An article today also notes the problem of 'shoulder surfing'. It sounds blindingly obvious but working on a document within the view of someone else can be dangerous.

The word from the experts - security vendors and location owners (in today's case TruSecure and Boeing) alike - is to be vigilant. In short, don't work on anything in public that should be kept utterly private.

But how many times have we overheard mobile phone conversations, the speaker seemingly oblivious to people in addition to the person on the other end of the line gleaning information? (One silicon.com columnist even famously tells the story of once upon a time 'hacking' someone by listening to them talk openly about their spouse, mortgage and other details on a mobile at an airport.)

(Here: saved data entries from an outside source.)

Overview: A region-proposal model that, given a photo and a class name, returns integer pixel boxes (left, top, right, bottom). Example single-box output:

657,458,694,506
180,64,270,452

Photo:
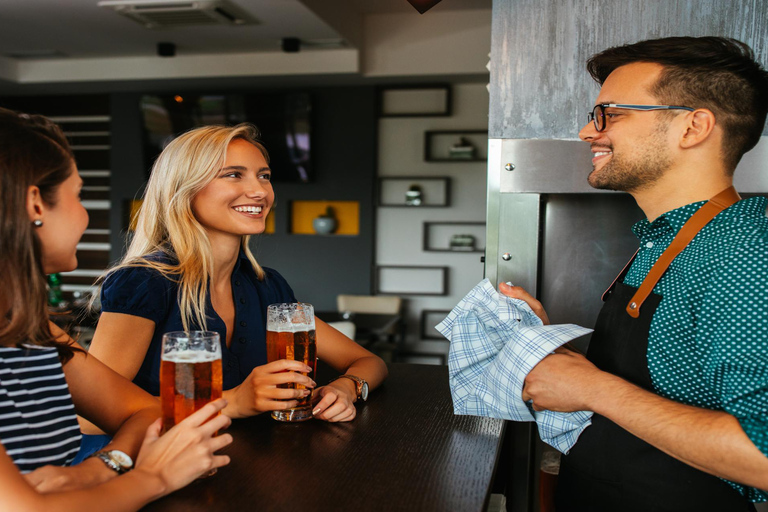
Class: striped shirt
0,345,82,473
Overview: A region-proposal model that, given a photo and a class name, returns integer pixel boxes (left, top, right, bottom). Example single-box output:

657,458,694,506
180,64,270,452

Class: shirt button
239,298,246,304
234,280,241,286
240,321,247,327
239,337,246,344
645,242,654,248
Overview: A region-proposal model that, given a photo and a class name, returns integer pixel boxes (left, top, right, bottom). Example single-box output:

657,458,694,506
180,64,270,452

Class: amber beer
266,303,316,422
160,352,223,432
160,331,223,433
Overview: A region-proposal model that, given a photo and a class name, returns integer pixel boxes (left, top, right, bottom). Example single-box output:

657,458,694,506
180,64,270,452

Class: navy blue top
100,251,297,395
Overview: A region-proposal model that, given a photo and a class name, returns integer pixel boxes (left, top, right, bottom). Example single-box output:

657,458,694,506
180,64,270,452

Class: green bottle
47,273,63,307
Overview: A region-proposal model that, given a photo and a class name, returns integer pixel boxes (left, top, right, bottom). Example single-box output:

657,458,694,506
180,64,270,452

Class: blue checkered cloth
438,279,594,454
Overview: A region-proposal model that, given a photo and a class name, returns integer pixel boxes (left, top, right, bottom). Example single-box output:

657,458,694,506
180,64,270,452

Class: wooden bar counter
141,363,505,512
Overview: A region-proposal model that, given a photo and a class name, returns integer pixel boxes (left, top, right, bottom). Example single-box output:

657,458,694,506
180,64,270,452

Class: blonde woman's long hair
101,123,268,332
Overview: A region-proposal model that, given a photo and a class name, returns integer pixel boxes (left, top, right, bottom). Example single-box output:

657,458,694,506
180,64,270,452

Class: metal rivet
629,302,637,310
502,253,512,261
504,163,515,172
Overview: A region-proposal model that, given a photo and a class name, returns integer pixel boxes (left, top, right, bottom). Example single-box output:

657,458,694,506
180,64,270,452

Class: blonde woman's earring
33,219,43,227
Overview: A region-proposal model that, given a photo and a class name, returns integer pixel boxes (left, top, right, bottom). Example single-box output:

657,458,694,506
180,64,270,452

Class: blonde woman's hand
22,457,116,493
132,398,232,494
223,360,316,418
498,282,551,325
311,380,357,422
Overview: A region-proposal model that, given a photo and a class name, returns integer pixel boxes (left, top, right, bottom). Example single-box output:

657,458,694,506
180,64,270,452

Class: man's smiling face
579,62,676,193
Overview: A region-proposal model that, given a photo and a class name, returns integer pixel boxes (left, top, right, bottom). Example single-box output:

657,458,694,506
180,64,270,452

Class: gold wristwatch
333,374,369,402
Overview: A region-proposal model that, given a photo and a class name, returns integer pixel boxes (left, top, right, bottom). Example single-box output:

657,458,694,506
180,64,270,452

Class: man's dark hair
587,36,768,173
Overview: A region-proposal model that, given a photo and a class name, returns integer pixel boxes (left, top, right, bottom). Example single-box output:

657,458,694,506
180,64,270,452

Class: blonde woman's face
191,139,274,242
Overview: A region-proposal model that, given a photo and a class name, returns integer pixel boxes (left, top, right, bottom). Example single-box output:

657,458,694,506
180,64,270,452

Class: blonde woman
88,124,387,434
0,108,231,510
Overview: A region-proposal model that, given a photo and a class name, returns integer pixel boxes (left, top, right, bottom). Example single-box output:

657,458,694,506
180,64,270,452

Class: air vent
98,0,258,29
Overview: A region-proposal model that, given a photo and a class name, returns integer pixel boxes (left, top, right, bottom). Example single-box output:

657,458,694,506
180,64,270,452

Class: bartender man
501,36,768,511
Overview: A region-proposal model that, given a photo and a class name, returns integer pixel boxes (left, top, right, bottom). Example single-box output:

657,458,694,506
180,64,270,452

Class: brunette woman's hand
498,282,551,325
311,379,357,422
132,398,232,494
222,360,316,419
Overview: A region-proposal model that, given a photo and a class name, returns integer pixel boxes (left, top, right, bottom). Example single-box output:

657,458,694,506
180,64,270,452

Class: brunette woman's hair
0,107,80,362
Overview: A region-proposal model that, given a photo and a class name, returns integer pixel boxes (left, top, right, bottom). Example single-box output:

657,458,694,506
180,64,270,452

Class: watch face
361,382,369,401
109,450,134,469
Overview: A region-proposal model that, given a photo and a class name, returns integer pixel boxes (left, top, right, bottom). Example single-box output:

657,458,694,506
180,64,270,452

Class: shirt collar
232,248,250,275
631,196,767,240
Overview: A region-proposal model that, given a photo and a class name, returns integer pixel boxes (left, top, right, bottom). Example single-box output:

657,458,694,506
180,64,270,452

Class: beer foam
162,351,221,363
267,323,315,333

The problem of shoulder surfing isn't limited to wireless connectivity, of course. But the point remains that when working at a coffee shop or hotel lobby it is possible to get and up and move about. Working on a plane, such mobility is rare.

It is right that a range of vendors are scrutinising what is going on in various locations. IT departments shouldn't want it any other way. At the same time it is good to hear - as silicon.com recently did - that people like Boeing are doing thorough checking of systems before they are rolled out.

Never assume anything is 100 per cent safe - nothing ever is - but there is now an established history of checking and quality assurance that seeks to make things 'good enough'. And the Wright brothers would have welcomed that.